TOP GUN: MAVERICK is More Than Nostalgia


TOP GUN: MAVERICK (Blu-ray Review)
2022 / 130 min
Review by Tiger the Terrible😺

When learning that Top Gun was getting a sequel 36 years later, did any of us honestly anticipate it being anything but another cynically made slab of nostalgia? I know a lot of people still revere that decade, but with a few notable exceptions, the 80s weren't loaded with timeless classics. Typical blockbusters of the time were easy-to-digest, highly-conceptual and obstinately created to sell just as many soundtrack albums as theater tickets. More than any other film released back then, Top Gun was the poster child for everything good and bad about the era…fun in the moment, but certainly disposable. Calling it a classic is more of a statement about the decade's aesthetics than the film itself.

Yet somehow, Top Gun: Maverick works, often brilliantly. It’s a film well-aware of its legacy, generating nostalgic warm fuzzies by opening with a title sequence nearly identical to the original…right down to Kenny Loggins’ stupidly catchy “Danger Zone” booming over the credits. For the most part, the story is similar, too, though perhaps a bit more character driven, with touches of sentimentality largely absent from the first film. Val Kilmer even shows up in a glorified cameo, and as gratuitous as it is, we're happy to see him (especially after all he’s been through).


Tom spots a Starbucks.
But after dealing with nostalgic pleasantries, Top Gun: Maverick takes the next logical step to address modern issues facing its main character (Tom Cruise). He’s still a rebellious hot-shot pilot, but time and technology are threatening to render him obsolete. In a way, Maverick seems just as nostalgic for the 80s as the audience.
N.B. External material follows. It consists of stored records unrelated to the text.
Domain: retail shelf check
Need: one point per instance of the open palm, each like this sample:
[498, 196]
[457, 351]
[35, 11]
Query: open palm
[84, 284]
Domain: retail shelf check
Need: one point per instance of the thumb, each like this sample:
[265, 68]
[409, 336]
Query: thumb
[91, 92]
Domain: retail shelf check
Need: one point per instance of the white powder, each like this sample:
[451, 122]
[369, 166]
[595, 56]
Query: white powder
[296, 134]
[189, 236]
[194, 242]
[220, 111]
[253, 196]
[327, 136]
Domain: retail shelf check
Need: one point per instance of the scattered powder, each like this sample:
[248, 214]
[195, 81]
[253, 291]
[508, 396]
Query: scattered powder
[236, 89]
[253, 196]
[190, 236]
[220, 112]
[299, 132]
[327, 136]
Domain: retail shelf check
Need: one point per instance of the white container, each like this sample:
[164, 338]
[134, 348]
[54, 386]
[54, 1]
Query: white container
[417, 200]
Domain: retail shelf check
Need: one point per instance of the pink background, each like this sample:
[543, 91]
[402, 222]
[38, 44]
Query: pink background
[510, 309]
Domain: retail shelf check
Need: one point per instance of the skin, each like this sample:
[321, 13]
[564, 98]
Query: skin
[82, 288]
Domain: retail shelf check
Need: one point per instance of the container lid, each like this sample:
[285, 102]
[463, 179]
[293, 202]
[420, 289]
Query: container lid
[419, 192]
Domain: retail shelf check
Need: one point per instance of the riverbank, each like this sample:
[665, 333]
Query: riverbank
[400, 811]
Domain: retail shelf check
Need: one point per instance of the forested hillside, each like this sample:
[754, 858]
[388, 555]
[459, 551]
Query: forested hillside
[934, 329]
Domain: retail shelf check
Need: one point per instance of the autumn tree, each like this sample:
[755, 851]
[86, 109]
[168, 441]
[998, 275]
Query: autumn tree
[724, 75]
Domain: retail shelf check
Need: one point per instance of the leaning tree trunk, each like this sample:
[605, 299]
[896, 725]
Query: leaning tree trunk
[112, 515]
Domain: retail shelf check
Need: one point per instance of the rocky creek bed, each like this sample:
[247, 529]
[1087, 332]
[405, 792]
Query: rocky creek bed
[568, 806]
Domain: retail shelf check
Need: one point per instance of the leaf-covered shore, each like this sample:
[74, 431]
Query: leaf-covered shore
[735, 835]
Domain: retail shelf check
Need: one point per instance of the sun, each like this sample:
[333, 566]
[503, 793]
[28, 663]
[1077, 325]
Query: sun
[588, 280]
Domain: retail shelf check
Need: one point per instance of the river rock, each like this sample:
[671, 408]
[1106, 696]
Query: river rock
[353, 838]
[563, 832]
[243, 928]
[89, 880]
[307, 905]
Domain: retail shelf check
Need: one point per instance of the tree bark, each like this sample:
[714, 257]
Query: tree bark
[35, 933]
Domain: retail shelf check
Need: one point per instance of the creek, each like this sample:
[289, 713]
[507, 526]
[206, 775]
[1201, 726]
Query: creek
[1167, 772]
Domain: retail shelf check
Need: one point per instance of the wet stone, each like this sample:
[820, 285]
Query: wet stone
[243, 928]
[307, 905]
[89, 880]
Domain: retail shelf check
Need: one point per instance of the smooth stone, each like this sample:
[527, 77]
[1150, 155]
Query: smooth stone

Cruise plays him with just the right amount of pathos…an older, wiser mentor for a new generation of pilots and somewhat remorseful over some of his choices, especially with regards to keeping Goose’s son, Rooster (Miles Teller), from advancing his own Navy career. When they aren’t training for an upcoming mission, the conflict between these two is the crux of the narrative.

Speaking of the mission, it comprises the last third of the story and is as spectacular as it is thrilling. In fact, all of the flying scenes are pretty incredible, though probably not as awe-inspiring in your living room as they were on the big screen. Even if one still views Top Gun: Maverick as nothing more than nostalgic eye candy, the action sequences alone are worth experiencing (and for the most part, accomplished with practical effects). 


Not everything works. Hangman (Glen Powell) is a ridiculous character obviously created to give the film its own Iceman. As Mav’s ex-lover, Penny, Jennifer Connelly isn’t given much to do besides encourage him (a role just as superfluous as Kelly McGillis’). There are also some moments that try a little too hard to emulate the original, such as another bar sing-along and a new shirtless beach sports scene (to prove Cruise is still ripped, I guess). Still, Top Gun: Maverick is loads of fun, offering enough prerequisite nostalgia while telling a worthwhile story of its own, more than justifying its existence.


EXTRA KIBBLES

FEATURETTES - “Cleared for Take Off”; “Breaking New Ground - Filming Top Gun: Maverick”; “A Love Letter to Aviation”; “Forging the Darkstar.”

2 MUSIC VIDEOS - “Hold My Hand,” by Lady Gaga; “I Ain’t Worried,” by OneRepublic.